The board had cut the number of such globally important institutions from last year's 29 to 28, according to a new list released by the board on Nov 1.
Banks that made the list will be required to increase capital by 2016, which worried analysts and investors who were already concerned after the bank reported weaker results earlier this year compared with its domestic State-owned counterparts.
The global systemically important financial institutions "are required to meet higher supervisory expectations for risk management functions, data aggregation capabilities, risk governance and internal controls", said the board.
According to the new list, the bank is still the only commercial lender from an emerging market to have joined the "too big to fail" club. In early November of last year, it was included in the club for the first time.
By the end of September, the capital adequacy ratio of Bank of China stood at 13.15 percent, while the core capital adequacy ratio registered at 10.38 percent. Its net profit rose by 10.4 percent year-on-year in the first nine months to 106.4 billion yuan.

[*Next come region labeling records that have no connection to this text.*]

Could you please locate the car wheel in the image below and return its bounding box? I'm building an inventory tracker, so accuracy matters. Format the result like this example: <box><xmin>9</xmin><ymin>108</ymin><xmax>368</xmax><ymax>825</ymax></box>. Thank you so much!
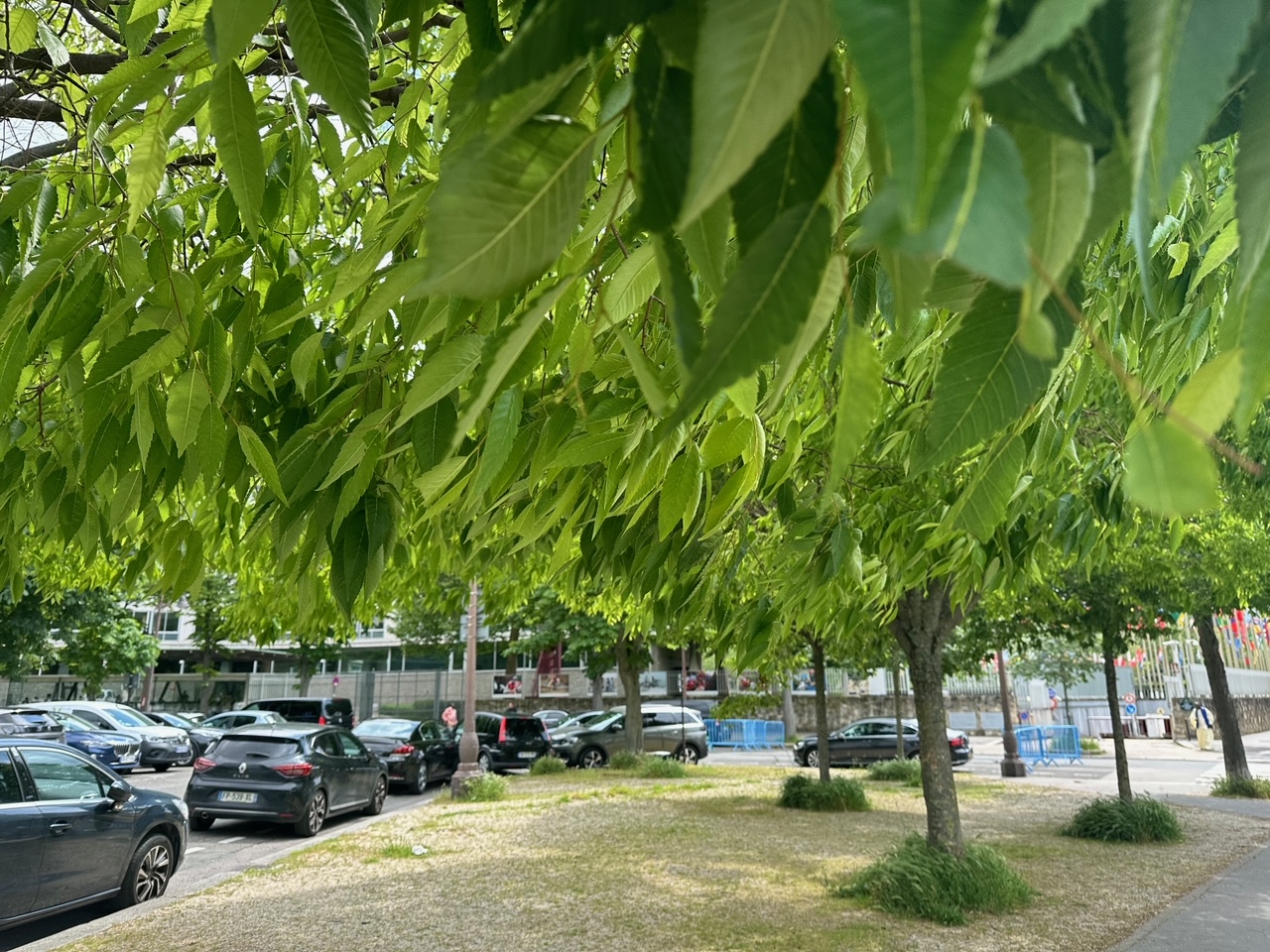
<box><xmin>119</xmin><ymin>833</ymin><xmax>173</xmax><ymax>906</ymax></box>
<box><xmin>296</xmin><ymin>789</ymin><xmax>326</xmax><ymax>837</ymax></box>
<box><xmin>362</xmin><ymin>774</ymin><xmax>389</xmax><ymax>816</ymax></box>
<box><xmin>675</xmin><ymin>744</ymin><xmax>701</xmax><ymax>765</ymax></box>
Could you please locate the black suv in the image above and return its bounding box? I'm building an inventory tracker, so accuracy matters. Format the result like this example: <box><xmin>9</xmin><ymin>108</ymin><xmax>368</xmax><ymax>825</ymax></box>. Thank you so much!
<box><xmin>458</xmin><ymin>711</ymin><xmax>552</xmax><ymax>774</ymax></box>
<box><xmin>242</xmin><ymin>697</ymin><xmax>357</xmax><ymax>729</ymax></box>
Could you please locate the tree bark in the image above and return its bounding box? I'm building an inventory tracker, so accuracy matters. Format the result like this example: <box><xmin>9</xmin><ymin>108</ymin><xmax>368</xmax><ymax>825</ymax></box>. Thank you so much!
<box><xmin>811</xmin><ymin>638</ymin><xmax>829</xmax><ymax>783</ymax></box>
<box><xmin>1195</xmin><ymin>612</ymin><xmax>1252</xmax><ymax>780</ymax></box>
<box><xmin>617</xmin><ymin>630</ymin><xmax>644</xmax><ymax>754</ymax></box>
<box><xmin>892</xmin><ymin>580</ymin><xmax>965</xmax><ymax>857</ymax></box>
<box><xmin>1102</xmin><ymin>642</ymin><xmax>1133</xmax><ymax>803</ymax></box>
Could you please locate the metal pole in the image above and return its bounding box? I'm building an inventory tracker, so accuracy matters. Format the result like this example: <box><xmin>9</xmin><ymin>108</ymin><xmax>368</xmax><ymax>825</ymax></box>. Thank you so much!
<box><xmin>997</xmin><ymin>649</ymin><xmax>1028</xmax><ymax>776</ymax></box>
<box><xmin>449</xmin><ymin>579</ymin><xmax>484</xmax><ymax>797</ymax></box>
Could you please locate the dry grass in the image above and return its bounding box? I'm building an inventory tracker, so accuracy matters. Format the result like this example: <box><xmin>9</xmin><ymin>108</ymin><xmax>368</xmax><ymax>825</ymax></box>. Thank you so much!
<box><xmin>67</xmin><ymin>767</ymin><xmax>1270</xmax><ymax>952</ymax></box>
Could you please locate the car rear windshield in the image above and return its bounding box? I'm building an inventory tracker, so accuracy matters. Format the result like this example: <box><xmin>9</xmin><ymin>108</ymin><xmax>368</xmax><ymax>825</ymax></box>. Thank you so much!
<box><xmin>507</xmin><ymin>717</ymin><xmax>544</xmax><ymax>740</ymax></box>
<box><xmin>216</xmin><ymin>736</ymin><xmax>300</xmax><ymax>761</ymax></box>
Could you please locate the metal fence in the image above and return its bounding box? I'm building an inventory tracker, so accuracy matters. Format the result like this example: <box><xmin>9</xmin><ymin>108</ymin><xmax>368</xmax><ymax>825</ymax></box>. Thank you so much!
<box><xmin>706</xmin><ymin>717</ymin><xmax>785</xmax><ymax>750</ymax></box>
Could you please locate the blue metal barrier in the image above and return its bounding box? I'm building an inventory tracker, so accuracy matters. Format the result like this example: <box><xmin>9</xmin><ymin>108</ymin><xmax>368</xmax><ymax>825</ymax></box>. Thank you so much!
<box><xmin>1015</xmin><ymin>724</ymin><xmax>1083</xmax><ymax>774</ymax></box>
<box><xmin>706</xmin><ymin>717</ymin><xmax>785</xmax><ymax>750</ymax></box>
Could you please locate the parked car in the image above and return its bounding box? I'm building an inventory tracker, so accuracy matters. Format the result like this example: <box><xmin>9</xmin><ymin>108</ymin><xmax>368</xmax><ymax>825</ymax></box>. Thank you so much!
<box><xmin>199</xmin><ymin>711</ymin><xmax>287</xmax><ymax>731</ymax></box>
<box><xmin>794</xmin><ymin>717</ymin><xmax>974</xmax><ymax>767</ymax></box>
<box><xmin>552</xmin><ymin>704</ymin><xmax>710</xmax><ymax>768</ymax></box>
<box><xmin>0</xmin><ymin>710</ymin><xmax>66</xmax><ymax>744</ymax></box>
<box><xmin>353</xmin><ymin>717</ymin><xmax>458</xmax><ymax>793</ymax></box>
<box><xmin>186</xmin><ymin>724</ymin><xmax>389</xmax><ymax>837</ymax></box>
<box><xmin>23</xmin><ymin>701</ymin><xmax>194</xmax><ymax>774</ymax></box>
<box><xmin>454</xmin><ymin>711</ymin><xmax>552</xmax><ymax>774</ymax></box>
<box><xmin>242</xmin><ymin>697</ymin><xmax>357</xmax><ymax>730</ymax></box>
<box><xmin>147</xmin><ymin>711</ymin><xmax>225</xmax><ymax>757</ymax></box>
<box><xmin>534</xmin><ymin>711</ymin><xmax>572</xmax><ymax>730</ymax></box>
<box><xmin>0</xmin><ymin>738</ymin><xmax>190</xmax><ymax>929</ymax></box>
<box><xmin>42</xmin><ymin>711</ymin><xmax>141</xmax><ymax>776</ymax></box>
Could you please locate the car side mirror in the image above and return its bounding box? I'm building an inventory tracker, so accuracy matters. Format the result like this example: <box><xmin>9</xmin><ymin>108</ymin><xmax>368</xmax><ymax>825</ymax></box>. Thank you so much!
<box><xmin>105</xmin><ymin>780</ymin><xmax>132</xmax><ymax>810</ymax></box>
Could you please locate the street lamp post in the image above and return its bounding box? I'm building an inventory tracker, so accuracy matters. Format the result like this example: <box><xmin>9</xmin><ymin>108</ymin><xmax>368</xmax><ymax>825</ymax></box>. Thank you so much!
<box><xmin>449</xmin><ymin>579</ymin><xmax>485</xmax><ymax>797</ymax></box>
<box><xmin>997</xmin><ymin>649</ymin><xmax>1028</xmax><ymax>776</ymax></box>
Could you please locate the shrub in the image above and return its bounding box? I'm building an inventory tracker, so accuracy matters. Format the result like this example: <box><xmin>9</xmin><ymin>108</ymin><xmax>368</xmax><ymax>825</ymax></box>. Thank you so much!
<box><xmin>1210</xmin><ymin>776</ymin><xmax>1270</xmax><ymax>799</ymax></box>
<box><xmin>462</xmin><ymin>774</ymin><xmax>507</xmax><ymax>802</ymax></box>
<box><xmin>1060</xmin><ymin>797</ymin><xmax>1183</xmax><ymax>843</ymax></box>
<box><xmin>869</xmin><ymin>761</ymin><xmax>922</xmax><ymax>787</ymax></box>
<box><xmin>530</xmin><ymin>754</ymin><xmax>568</xmax><ymax>776</ymax></box>
<box><xmin>636</xmin><ymin>757</ymin><xmax>689</xmax><ymax>779</ymax></box>
<box><xmin>829</xmin><ymin>833</ymin><xmax>1035</xmax><ymax>925</ymax></box>
<box><xmin>608</xmin><ymin>750</ymin><xmax>640</xmax><ymax>771</ymax></box>
<box><xmin>776</xmin><ymin>774</ymin><xmax>869</xmax><ymax>812</ymax></box>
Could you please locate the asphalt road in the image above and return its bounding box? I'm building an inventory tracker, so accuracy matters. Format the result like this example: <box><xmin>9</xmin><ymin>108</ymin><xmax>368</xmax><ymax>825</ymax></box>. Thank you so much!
<box><xmin>0</xmin><ymin>767</ymin><xmax>445</xmax><ymax>952</ymax></box>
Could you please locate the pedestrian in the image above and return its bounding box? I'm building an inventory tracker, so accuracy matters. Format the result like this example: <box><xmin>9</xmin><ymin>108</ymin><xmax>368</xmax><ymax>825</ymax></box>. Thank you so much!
<box><xmin>1192</xmin><ymin>701</ymin><xmax>1212</xmax><ymax>750</ymax></box>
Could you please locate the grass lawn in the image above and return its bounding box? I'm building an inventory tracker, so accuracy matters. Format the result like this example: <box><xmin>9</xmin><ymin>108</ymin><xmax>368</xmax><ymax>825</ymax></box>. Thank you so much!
<box><xmin>66</xmin><ymin>767</ymin><xmax>1270</xmax><ymax>952</ymax></box>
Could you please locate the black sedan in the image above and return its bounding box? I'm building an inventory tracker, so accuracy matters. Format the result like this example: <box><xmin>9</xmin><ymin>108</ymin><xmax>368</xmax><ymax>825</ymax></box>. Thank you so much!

The China Banking Regulatory Commission has required a core capital adequacy ratio of 10 percent for major banks so the new limit will have no immediate effect.
The London-based Standard Chartered Bank and Spain's BBVA were added to the new list, while three banks were removed - Belgium's Dexia, as it undergoes an orderly resolution process, Germany's Commerzbank and Britain's Lloyds, as result of a decline in their global systemic importance.
Institutions on the lists are expected to increase their core capital adequacy ratio by another 1 to 2.5 percentage points compared with the general requirement of 7 percent set by the Basel Committee on Banking Supervision.